Banzeiro Òkòtó, de Eliane Brum

Injustement classé au rayon écologie des librairies lorsqu’elles l’ont en stock, ce qui est déjà assez rare et regrettable au vu de sa qualité, Banzeiro Òkòtó est, à mes yeux, un grand livre de littérature contemporaine.

Le réduire à l’écologie, c’est presque le réduire à son sujet. Sa force est dans sa forme, sa voix et son regard.

Il y est question de colonisation, de capitalisme, de langage, de féminisme, de journalisme, de mémoire, de politique, de violence, de spiritualité, de ce que signifie habiter un territoire, presque un livre de philosophie incarnée.

L’Amazonie n’y apparaît jamais comme un ailleurs, la forêt n’est ni paysage ni objet de contemplation mais devient sujet politique, car ce qui s’y joue est déjà l’histoire de tout le vivant.

Eliane Brum rappelle sans cesse d’où elle parle, femme blanche brésilienne, elle n’écrit jamais comme si sa parole était neutre ou universelle. Cette honnêteté traverse chaque page, ce que j’apprécie particulièrement.

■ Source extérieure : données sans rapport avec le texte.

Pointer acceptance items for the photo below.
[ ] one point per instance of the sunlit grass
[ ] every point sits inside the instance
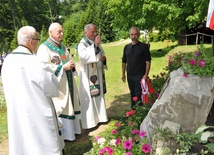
(117, 96)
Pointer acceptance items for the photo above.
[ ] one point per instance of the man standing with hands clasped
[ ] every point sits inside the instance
(92, 78)
(55, 55)
(136, 61)
(28, 86)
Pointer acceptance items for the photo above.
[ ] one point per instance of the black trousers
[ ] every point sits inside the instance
(135, 89)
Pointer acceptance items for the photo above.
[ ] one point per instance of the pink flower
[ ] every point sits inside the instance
(131, 123)
(156, 95)
(135, 131)
(117, 124)
(114, 131)
(103, 150)
(170, 58)
(127, 145)
(196, 54)
(192, 62)
(185, 75)
(146, 148)
(128, 114)
(133, 112)
(135, 98)
(142, 134)
(110, 150)
(98, 137)
(118, 141)
(202, 63)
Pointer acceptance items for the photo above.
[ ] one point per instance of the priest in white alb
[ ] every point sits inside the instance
(92, 85)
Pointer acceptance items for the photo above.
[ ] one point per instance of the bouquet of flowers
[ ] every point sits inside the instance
(124, 137)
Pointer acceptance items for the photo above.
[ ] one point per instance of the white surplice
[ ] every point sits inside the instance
(63, 104)
(32, 122)
(93, 109)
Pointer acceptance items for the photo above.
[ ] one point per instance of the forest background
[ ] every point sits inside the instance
(114, 18)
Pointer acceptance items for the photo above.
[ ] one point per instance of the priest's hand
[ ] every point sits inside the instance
(69, 65)
(102, 58)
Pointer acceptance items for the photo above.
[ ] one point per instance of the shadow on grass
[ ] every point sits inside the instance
(83, 142)
(157, 53)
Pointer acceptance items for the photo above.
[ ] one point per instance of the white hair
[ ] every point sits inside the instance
(25, 33)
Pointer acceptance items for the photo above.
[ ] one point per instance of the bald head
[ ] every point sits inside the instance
(56, 32)
(28, 37)
(90, 31)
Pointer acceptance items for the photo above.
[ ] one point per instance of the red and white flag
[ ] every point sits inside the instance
(210, 15)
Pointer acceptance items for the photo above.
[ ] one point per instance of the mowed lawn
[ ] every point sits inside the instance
(117, 96)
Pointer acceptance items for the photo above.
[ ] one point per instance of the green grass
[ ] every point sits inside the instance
(117, 95)
(3, 117)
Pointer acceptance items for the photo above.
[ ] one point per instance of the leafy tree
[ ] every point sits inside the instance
(164, 15)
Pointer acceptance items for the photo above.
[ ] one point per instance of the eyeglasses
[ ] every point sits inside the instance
(36, 39)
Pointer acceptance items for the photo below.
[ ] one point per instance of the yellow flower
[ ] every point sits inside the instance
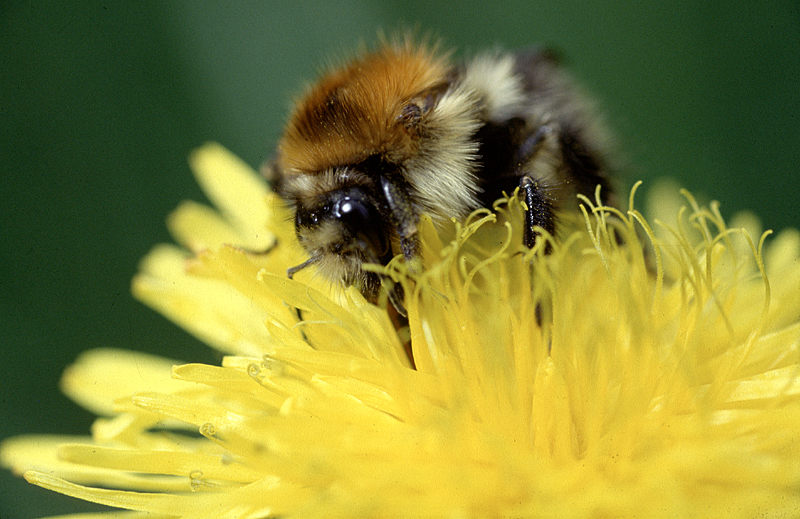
(639, 369)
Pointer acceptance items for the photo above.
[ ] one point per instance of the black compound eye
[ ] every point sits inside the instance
(363, 221)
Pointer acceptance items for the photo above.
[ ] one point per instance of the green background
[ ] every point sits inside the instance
(100, 104)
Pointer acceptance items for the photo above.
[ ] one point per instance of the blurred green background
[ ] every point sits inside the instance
(101, 103)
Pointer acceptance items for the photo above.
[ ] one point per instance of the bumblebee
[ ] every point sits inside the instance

L’intime est présent, mais toujours à sa juste place. Il permet de comprendre ce qui fonde son regard, une écriture depuis un point de vue situé.

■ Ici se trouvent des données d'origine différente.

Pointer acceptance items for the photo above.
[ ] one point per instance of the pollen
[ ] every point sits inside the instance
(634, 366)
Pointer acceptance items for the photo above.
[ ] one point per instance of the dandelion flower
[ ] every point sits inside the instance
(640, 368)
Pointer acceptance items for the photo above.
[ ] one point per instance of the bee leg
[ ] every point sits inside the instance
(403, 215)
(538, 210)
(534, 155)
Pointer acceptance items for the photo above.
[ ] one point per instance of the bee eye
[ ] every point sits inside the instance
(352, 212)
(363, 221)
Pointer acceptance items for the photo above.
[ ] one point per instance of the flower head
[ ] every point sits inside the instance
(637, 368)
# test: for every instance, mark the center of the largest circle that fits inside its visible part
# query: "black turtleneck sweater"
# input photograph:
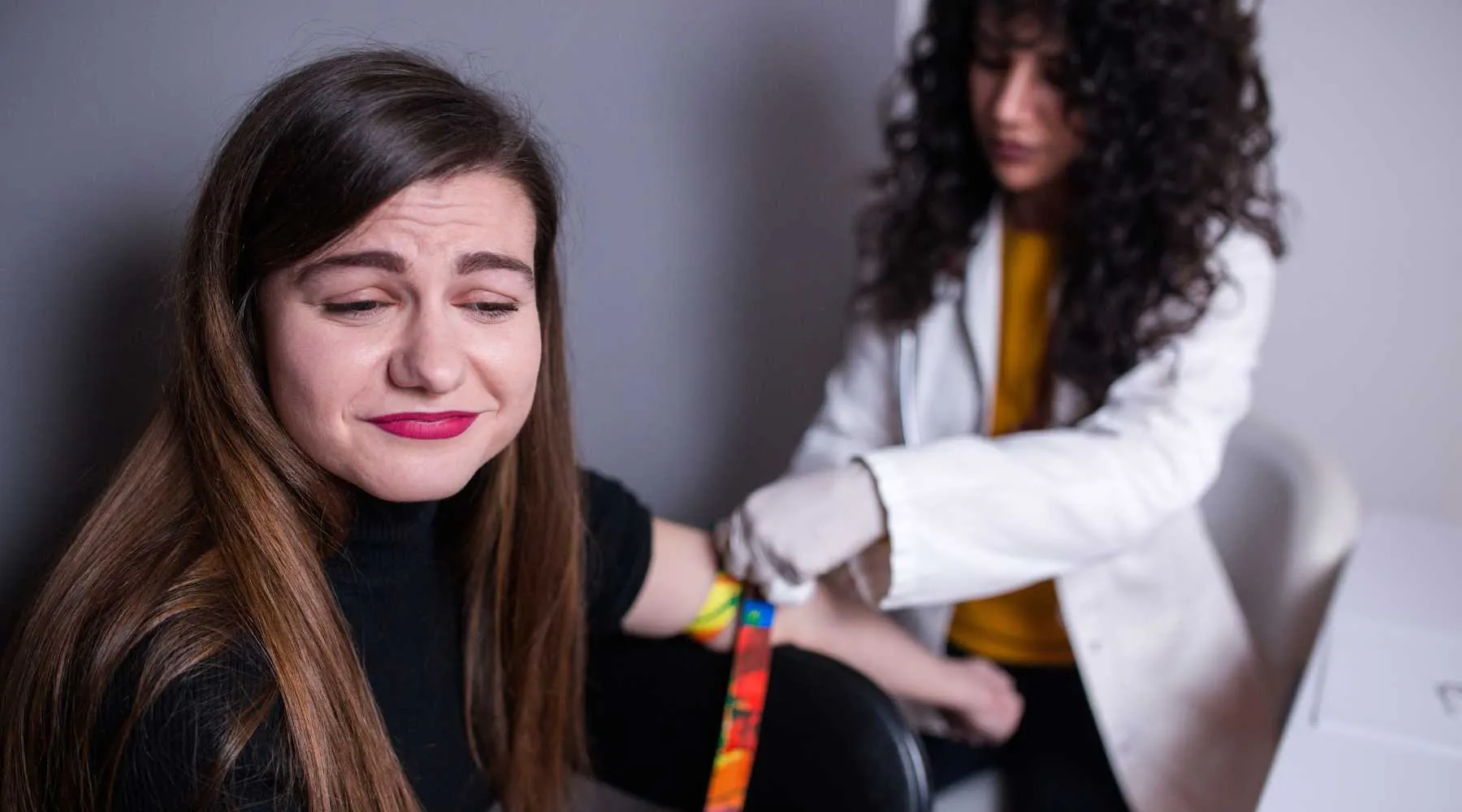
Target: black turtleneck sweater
(402, 602)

On retrouve cette même exigence lorsqu’elle fait entendre les peuples autochtones. Elle ne parle jamais à la place, elle rend les voix visibles sans les transformer en caution morale.

Les combats ne sont pas séparés, écologie, féminisme, colonialisme, capitalisme, destruction du vivant puisque tout procède d’une même manière de faire monde, tout est lié et liant.

Par ailleurs, la littérature ne cède jamais l’exigence au simple reportage, Banzeiro Òkòtó tient ensemble l’enquête journalistique, l’analyse politique, la réflexion philosophique et une écriture d’une très grande beauté.

La langue est rude et belle, poétique, parfois même.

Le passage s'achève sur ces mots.